Recreational Parks: The Home of Athletic Talent and Competition
A park is a beautiful thing. It goes through the seasons with grace and ease as it sheds the colors of the previous months. It stands as a place of sanctuary and peace, blocking the city sounds of cars, buses and sirens. It contains childhood memories, family reunion photo-ops and a jogger’s moment of zen. A park, whether it be Central Park or in South Central, L.A., is a beautiful thing.
However, some people never had a park to be a part of as a child. Sad? Maybe. But understandable? Definitely. My reasoning for that? Parks are the stage for young athletes and not everyone had that opportunity. It is for that reason that I appreciate and covet a good park as much as possible. And as an athlete, the parks I grew up on were the breeding ground for my introduction into sports.
Therefore, those parks I grew up on do not merely have seasonal changes in their appearance. As the trees, flowers and grass that make up a park’s organic structure change with the seasons, so does the athletic attire of the kids scrambling about its open fields. In the fall, as brown leaves from the trees hit the ground, shin-guards on miniature legs and soccer cleats on size four feet tear up the grass. Then as the leaves curl back into the tree branches, Nike kicks are laced up and screech across black- tops for basketball practice. And finally as the shades of springtime green start to flood the previously bare branches, bats start to hit practice grounders to kids with tiny plastic gloves learning the American pastime.
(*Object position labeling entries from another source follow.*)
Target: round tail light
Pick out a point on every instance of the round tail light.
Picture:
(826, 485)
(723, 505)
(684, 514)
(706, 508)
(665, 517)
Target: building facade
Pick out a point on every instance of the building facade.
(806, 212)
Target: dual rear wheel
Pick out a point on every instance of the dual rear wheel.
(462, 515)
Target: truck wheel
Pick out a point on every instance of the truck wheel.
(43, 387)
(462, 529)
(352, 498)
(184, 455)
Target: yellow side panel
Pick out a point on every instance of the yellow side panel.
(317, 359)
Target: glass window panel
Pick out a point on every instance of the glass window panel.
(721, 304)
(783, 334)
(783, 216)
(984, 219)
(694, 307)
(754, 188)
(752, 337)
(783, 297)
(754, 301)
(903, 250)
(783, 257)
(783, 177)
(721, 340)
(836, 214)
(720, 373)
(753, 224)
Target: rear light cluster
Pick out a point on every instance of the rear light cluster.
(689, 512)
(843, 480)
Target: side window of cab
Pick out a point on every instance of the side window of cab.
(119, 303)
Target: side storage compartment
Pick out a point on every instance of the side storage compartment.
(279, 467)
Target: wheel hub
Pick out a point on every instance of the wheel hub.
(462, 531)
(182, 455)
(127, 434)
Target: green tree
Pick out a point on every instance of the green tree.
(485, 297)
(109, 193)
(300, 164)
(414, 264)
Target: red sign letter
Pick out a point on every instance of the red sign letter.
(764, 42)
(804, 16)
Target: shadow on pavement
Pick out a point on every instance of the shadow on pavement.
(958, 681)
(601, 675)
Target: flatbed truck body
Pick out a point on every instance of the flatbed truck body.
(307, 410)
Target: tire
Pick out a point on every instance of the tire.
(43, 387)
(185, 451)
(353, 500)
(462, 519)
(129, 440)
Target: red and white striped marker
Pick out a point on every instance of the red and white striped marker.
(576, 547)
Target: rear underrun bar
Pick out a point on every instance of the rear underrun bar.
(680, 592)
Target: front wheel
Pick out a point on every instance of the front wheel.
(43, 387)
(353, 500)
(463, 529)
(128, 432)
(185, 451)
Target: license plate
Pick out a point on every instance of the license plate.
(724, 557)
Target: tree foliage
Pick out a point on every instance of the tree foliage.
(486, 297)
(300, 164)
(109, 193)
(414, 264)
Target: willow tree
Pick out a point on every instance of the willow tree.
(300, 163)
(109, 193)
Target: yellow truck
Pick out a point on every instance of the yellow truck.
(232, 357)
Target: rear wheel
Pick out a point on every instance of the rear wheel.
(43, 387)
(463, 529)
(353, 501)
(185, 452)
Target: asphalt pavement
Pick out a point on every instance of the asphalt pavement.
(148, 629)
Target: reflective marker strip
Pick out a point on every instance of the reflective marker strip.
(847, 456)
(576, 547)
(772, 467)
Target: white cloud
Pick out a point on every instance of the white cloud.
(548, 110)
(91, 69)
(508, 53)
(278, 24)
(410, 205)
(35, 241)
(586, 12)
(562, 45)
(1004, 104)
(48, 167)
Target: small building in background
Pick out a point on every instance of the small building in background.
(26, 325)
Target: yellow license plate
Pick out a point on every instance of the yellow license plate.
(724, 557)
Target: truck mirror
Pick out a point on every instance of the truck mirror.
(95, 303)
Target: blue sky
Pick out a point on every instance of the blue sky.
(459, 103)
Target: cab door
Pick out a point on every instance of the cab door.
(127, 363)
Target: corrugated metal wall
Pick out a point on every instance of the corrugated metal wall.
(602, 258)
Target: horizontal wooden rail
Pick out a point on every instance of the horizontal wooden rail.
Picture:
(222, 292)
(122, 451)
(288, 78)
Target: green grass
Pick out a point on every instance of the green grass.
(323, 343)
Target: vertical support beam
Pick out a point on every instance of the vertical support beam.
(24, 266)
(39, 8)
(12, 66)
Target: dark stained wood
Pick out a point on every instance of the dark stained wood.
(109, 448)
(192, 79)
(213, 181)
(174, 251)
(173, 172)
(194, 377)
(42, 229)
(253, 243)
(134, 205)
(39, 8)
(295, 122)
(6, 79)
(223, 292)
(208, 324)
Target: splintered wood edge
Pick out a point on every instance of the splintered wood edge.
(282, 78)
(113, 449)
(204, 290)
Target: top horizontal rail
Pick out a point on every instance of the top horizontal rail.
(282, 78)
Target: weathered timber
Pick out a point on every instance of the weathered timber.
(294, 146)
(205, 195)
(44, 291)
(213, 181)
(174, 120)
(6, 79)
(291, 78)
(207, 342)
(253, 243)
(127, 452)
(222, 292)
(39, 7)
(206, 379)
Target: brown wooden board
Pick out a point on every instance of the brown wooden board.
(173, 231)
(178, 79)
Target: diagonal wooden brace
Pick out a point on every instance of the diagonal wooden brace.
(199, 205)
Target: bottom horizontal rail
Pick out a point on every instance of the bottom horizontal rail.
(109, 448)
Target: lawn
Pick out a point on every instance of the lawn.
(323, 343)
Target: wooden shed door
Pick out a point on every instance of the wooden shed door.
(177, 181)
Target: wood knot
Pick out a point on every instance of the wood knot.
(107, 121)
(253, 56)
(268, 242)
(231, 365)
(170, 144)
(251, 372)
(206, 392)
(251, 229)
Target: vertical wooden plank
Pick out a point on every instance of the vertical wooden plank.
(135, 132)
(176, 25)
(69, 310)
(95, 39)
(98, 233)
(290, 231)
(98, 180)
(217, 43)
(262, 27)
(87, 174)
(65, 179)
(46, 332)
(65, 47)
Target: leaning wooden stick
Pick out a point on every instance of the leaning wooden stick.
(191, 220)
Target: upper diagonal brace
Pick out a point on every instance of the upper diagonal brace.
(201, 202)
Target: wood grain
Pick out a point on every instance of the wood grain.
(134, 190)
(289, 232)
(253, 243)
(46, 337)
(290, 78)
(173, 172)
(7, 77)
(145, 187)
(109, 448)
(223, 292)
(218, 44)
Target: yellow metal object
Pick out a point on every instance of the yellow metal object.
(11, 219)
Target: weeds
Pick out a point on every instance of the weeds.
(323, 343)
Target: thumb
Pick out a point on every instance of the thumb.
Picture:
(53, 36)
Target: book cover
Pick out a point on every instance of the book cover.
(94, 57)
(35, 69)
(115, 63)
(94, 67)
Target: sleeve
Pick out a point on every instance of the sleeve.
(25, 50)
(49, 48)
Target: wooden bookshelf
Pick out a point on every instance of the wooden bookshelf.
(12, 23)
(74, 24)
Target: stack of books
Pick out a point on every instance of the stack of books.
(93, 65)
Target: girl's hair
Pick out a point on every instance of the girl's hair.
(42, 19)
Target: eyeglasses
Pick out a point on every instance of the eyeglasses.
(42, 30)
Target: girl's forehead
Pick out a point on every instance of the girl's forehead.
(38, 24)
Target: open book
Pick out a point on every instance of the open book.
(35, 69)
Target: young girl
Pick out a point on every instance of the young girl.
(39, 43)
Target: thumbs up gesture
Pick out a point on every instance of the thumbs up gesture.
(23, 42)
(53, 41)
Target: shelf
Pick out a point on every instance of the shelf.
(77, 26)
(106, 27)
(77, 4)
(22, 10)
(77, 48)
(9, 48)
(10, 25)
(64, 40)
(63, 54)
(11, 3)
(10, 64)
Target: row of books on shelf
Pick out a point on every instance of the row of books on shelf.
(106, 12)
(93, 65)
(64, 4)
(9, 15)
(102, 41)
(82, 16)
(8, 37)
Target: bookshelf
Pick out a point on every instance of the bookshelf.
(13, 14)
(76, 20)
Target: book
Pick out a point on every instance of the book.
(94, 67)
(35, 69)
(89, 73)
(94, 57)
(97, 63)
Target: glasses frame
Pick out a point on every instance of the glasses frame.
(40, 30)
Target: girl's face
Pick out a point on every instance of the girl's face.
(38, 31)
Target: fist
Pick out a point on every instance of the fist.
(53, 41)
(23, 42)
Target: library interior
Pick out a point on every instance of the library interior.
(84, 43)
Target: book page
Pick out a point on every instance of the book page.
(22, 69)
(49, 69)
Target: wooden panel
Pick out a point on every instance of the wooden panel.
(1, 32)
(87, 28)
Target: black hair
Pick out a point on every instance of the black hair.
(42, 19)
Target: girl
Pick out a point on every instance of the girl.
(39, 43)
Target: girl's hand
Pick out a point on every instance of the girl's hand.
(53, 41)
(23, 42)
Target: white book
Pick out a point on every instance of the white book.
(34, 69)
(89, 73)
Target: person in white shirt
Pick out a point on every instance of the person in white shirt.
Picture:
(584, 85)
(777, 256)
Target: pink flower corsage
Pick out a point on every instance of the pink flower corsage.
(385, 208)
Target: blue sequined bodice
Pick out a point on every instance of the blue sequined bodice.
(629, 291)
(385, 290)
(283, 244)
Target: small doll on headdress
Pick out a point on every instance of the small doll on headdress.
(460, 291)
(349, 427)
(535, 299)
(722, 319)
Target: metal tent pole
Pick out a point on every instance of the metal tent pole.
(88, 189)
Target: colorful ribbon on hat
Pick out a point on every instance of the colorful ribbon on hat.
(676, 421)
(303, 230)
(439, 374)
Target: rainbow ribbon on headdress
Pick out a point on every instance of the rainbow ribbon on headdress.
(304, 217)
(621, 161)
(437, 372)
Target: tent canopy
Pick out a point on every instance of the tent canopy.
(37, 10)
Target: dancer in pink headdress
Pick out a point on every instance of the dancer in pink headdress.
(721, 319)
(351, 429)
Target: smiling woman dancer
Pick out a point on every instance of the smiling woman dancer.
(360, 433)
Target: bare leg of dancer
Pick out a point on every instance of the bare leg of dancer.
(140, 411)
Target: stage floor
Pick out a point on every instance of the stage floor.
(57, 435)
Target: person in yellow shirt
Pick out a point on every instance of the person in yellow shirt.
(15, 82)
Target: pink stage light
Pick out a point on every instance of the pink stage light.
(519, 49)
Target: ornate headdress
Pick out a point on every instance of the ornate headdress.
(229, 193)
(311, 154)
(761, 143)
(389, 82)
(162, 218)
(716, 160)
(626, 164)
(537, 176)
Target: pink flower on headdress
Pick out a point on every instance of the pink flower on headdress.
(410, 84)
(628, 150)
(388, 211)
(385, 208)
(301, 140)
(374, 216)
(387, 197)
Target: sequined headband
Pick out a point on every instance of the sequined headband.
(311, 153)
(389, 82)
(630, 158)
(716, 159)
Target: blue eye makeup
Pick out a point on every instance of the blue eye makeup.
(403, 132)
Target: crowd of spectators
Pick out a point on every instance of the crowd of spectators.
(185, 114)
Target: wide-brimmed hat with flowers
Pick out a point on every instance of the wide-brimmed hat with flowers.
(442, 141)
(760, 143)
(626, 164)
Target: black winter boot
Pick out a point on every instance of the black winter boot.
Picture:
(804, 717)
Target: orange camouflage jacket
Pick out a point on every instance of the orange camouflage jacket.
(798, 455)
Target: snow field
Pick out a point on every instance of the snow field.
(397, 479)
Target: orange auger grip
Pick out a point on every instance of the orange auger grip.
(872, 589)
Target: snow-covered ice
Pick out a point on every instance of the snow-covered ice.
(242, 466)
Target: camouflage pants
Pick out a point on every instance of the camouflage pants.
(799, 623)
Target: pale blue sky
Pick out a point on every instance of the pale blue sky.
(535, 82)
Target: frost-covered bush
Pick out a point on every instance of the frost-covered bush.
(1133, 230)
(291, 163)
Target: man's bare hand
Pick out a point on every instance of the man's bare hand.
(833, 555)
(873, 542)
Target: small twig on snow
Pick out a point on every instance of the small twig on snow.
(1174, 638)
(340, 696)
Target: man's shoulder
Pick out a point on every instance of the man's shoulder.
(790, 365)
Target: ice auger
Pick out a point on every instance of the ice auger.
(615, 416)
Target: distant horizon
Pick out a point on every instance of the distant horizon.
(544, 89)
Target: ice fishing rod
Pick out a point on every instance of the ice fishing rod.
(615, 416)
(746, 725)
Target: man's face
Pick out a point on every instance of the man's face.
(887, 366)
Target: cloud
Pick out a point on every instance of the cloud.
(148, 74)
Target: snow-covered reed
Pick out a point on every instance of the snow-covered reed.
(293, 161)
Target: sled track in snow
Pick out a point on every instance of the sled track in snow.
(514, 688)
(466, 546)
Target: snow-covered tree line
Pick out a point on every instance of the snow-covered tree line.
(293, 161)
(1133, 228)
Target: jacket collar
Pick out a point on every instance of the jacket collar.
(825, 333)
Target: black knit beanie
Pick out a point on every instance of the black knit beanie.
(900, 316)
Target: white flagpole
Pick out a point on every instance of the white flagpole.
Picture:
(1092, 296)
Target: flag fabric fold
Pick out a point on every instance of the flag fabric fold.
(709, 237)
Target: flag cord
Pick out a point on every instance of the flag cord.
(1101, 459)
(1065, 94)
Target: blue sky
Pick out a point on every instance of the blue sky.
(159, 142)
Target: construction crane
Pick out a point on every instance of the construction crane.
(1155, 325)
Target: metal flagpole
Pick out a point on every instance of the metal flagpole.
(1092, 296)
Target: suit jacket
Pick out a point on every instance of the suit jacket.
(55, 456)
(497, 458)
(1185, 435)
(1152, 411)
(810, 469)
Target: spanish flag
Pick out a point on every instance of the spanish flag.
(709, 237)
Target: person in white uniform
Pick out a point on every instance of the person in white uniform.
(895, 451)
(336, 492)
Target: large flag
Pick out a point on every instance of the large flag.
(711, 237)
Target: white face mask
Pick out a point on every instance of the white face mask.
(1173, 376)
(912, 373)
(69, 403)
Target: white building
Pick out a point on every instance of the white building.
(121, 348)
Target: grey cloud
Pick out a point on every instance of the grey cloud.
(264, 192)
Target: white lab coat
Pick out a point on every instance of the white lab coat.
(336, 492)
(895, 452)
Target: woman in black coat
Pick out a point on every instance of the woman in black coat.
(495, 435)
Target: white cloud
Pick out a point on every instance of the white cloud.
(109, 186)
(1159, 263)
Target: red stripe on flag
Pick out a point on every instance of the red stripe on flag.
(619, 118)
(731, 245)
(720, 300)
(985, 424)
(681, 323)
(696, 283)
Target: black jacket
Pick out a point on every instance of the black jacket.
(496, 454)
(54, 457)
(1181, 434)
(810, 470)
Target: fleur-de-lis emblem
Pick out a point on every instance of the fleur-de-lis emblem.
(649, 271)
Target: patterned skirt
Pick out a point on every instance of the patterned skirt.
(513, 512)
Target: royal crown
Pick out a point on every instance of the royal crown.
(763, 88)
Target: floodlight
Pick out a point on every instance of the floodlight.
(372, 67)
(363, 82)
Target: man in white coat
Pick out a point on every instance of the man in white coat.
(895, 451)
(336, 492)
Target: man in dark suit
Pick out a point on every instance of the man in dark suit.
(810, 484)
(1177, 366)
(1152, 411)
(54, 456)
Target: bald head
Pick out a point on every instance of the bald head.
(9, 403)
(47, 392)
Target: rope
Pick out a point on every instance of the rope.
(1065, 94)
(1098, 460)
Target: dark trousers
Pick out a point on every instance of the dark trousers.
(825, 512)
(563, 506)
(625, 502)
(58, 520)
A park stands as the host of a young athlete’s development. It may not hit you right now as you read this, but just take a jog in any family-based community in the United States today and you will see six-year-olds trying to figure out how to see a pop-fly under their new baseball hat. You will see six dads scattered about a make-shift baseball diamond, only two of whom are the actual coaches. You will see the early moments in a kid’s athletic career. But the key is to watch for a few minutes and wait for a memory to come back of you. That is when your realization of how important a park was to you will come.
As Irvine students, we have such amazing facilities at the ARC and our leisure time is spent with friends at pubs, apartments or (dare I say) libraries, that we do not have a need for parks anymore. Sure, Aldrich Park has hosted numerous naps and an occasional concert. But by no means is it a place of athletic endeavors. Therefore, our most intrinsic memories of a park are most likely those of our childhood where we played youth sports.
With that said, I would like to propose something to the entire student body of UC Irvine. Considering we are past our glory years of conventional park use for fun, we must now look to an alternative to get that fix of open space and sanctuary in an athletic setting. That alternative resides just behind the Mesa Court Parking Structure.
Anteater Ballpark is truly an amazing experience that elicits the youthful desire to be a part of sports. And it is waiting for the students of UCI to floods its grassy hill.
Upon plopping yourself on the freshly cut grass, you will immediately appreciate the park for what it is — a breeding ground for amazing athletes to push their talent to the next level. The facility is an aesthetic monument to collegiate baseball, but it simply feels good to be there. The food is amazing and big game atmosphere is breathtaking. The ballpark feels comfortable. It allows the fans a chance to get away from “humdrum” Irvine and take part in a growing tradition that is UCI baseball.
It is the only athletic facility on campus that is used by one team and for that reason a sense of connection is felt directly with the players on the field. It is where they rep’ UCI and your presence makes it known that their effort is well worth it.
So I ask you, UCI sports fans, dive into the feelings of loving a stretch of fresh grass and make your adulthood home park Anteater Ballpark.